The Massachusetts Bay Transportation Authority was found to be “not sufficient” in their efforts to guarantee safe operations on the Green Line, such as avoiding derailments, in a report by Protran Technology, a technology provider.
The Massachusetts Department of Public Utilities issued the request for a full evaluation of current conditions of track infrastructure and the MBTA’s ability to maintain track structure at an “acceptable level” in October 2016.
The assessment team came to the conclusion that the Green Line is in need of a “systematic renewal of … infrastructure.” They found that track maintenance and safety standards fail to meet current Federal Transit Administration, American Public Transportation Association or other industry recommended practices.

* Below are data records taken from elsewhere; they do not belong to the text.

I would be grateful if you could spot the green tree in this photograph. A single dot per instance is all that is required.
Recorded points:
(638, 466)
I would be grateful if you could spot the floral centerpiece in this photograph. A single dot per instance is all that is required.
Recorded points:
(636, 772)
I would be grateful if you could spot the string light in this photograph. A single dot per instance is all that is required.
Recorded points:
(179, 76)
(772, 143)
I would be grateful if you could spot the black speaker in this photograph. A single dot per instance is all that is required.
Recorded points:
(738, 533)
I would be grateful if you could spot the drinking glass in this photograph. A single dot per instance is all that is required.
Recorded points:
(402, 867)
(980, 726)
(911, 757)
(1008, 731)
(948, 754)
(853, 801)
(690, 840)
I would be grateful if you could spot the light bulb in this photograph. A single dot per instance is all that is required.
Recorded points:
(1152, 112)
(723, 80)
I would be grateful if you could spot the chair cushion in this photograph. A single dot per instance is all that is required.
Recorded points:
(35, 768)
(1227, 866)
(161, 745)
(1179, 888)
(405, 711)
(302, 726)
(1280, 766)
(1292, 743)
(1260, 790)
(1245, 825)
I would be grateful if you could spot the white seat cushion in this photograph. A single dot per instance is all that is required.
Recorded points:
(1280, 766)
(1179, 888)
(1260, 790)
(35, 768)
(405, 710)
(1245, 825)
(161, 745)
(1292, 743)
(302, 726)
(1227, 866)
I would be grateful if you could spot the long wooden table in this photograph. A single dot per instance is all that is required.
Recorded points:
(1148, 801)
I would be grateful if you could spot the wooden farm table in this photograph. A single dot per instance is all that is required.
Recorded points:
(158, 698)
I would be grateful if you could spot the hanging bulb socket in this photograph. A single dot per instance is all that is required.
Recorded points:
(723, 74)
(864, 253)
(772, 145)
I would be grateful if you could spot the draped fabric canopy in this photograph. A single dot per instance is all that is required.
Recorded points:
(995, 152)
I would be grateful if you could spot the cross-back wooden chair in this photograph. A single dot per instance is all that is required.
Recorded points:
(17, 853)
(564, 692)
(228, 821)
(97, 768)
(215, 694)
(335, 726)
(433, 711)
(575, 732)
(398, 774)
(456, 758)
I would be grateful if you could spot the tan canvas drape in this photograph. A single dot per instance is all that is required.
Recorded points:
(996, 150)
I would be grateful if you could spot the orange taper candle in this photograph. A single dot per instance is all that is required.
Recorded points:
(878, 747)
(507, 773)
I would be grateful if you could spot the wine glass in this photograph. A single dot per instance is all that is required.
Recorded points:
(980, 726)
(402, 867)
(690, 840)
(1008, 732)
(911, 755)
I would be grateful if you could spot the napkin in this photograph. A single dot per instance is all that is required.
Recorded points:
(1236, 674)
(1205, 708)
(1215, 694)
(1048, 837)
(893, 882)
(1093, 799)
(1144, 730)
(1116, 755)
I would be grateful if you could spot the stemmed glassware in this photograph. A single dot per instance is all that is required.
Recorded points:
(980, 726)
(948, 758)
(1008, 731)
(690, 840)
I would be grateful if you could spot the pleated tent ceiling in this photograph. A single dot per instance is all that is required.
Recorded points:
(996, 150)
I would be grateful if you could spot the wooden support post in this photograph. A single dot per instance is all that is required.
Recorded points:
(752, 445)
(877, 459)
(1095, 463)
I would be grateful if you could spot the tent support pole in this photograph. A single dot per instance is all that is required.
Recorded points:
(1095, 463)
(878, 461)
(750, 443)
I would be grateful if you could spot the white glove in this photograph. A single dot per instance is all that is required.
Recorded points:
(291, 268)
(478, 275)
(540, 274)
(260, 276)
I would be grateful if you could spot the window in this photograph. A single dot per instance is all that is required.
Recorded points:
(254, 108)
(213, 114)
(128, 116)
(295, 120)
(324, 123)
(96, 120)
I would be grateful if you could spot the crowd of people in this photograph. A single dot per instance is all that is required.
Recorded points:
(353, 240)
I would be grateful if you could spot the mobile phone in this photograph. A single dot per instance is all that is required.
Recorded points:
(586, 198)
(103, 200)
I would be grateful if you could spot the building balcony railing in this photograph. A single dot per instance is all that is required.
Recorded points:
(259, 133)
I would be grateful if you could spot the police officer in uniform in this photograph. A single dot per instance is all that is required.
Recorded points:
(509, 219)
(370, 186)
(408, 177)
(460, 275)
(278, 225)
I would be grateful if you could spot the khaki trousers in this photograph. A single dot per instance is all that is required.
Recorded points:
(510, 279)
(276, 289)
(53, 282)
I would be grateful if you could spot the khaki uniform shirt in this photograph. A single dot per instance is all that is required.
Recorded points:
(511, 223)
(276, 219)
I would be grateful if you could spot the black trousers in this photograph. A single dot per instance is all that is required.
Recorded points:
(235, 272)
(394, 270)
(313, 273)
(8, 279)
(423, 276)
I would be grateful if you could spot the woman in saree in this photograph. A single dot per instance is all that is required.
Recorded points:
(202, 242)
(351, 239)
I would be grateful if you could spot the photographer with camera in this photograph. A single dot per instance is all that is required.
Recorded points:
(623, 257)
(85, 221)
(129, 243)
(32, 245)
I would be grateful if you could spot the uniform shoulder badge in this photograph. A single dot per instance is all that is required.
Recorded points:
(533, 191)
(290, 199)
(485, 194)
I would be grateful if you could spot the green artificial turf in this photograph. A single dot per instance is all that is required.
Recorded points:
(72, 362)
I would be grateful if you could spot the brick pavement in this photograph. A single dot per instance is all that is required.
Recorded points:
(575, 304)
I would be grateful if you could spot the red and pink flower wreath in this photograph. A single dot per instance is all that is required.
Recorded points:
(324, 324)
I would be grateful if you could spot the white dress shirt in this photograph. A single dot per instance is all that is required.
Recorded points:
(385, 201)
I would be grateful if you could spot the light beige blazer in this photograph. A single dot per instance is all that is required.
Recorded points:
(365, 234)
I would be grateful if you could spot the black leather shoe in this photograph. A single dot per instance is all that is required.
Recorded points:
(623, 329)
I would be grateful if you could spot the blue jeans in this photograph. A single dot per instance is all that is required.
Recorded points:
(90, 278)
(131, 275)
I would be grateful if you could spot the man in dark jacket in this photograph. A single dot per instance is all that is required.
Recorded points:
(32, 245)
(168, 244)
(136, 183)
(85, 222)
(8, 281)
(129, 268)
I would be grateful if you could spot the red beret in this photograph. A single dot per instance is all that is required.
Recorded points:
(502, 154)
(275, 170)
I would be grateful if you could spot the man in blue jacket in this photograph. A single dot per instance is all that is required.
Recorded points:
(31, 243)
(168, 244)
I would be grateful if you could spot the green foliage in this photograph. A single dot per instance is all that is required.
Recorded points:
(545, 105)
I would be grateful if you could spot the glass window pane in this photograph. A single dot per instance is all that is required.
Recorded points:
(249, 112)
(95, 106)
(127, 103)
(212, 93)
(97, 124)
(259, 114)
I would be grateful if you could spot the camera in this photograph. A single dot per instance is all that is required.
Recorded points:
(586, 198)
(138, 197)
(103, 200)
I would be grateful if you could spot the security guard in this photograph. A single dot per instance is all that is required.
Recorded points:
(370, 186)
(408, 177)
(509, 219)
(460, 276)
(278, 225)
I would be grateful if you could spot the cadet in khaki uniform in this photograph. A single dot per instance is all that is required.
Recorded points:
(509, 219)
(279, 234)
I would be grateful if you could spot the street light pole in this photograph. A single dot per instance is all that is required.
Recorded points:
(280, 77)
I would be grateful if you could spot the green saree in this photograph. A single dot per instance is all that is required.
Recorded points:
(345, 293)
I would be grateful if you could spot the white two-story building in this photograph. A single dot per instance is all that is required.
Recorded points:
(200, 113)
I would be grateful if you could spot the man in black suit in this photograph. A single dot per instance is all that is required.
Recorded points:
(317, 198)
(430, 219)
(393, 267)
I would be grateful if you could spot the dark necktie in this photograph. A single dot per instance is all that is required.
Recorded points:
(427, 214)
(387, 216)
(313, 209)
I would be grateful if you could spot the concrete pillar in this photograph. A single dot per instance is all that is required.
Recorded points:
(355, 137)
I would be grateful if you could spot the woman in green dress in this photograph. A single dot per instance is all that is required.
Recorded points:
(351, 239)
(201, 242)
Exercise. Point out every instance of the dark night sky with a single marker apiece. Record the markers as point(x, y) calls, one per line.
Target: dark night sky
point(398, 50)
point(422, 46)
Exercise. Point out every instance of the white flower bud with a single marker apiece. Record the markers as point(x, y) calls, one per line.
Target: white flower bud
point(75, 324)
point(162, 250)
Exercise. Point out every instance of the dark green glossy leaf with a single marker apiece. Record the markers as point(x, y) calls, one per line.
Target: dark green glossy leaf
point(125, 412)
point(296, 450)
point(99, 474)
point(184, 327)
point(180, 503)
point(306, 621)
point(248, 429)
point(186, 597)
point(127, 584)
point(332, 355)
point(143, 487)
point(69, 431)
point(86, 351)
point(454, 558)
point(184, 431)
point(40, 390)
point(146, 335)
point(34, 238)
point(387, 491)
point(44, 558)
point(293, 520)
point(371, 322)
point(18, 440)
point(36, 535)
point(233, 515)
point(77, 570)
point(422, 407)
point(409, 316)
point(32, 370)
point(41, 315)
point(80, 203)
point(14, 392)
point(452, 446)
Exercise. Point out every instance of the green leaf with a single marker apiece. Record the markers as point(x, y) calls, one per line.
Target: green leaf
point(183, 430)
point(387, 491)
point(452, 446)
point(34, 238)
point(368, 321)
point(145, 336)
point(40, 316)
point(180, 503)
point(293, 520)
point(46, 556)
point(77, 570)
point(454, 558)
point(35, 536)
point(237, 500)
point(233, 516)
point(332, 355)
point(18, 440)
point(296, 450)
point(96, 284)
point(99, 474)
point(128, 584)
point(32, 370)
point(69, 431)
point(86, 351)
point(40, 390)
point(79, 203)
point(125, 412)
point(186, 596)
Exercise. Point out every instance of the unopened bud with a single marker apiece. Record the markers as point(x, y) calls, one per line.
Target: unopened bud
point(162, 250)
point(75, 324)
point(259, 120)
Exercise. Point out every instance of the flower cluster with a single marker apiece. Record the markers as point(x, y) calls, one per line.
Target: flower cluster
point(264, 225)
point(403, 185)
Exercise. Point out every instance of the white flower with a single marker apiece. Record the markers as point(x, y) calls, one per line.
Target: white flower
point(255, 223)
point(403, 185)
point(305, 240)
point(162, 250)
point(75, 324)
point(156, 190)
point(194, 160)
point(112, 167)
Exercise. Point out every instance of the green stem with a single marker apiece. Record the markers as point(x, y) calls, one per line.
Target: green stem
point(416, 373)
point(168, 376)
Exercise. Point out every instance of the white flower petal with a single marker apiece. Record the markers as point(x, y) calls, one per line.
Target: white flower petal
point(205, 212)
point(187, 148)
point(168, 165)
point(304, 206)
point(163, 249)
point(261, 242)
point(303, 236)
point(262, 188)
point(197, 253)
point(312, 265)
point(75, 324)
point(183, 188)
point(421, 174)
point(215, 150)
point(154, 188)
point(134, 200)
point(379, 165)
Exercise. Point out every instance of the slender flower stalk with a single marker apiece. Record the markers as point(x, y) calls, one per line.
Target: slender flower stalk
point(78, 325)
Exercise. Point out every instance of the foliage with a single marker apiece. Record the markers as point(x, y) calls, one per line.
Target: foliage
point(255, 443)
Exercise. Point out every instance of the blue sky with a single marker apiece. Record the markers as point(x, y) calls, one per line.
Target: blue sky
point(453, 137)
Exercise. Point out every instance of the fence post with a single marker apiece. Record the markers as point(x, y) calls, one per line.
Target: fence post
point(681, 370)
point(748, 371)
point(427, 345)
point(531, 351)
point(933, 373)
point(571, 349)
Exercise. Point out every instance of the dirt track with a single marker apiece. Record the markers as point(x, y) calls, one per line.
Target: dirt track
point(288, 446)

The report also found that most of the issues arose from problems with age and the design of the track. It also highlighted the importance of regular track maintenance and renewal.
Lisa Battiston, the deputy press secretary for the MBTA, wrote in an email to The Daily Free Press that the Green Line is working to improve its track with enhancements including the replacement of 28,450 feet of track, and over 1,000 ties and tie plates.
“A robust program for improvements to the Green Line track infrastructure is well underway,” Battison wrote. “These and other short-term improvements set the foundation for core infrastructure work, which will be done in the months and years ahead as part of a comprehensive Green Line Track Renewal Plan … When completed, costs for the Green Line track replacement project will near $120 million.”
Battison wrote that the Green Line has seen a significant decrease in derailments since track maintenance work began.
“Between 2014 and 2016, there were nineteen derailments,” Battison wrote in the email. “In 2017, there were three derailments, all of which were caused by human error, not track conditions. There was one derailment last month when a large amount of snow fell onto the tracks at Newton Centre, just as a trolley was departing the station.”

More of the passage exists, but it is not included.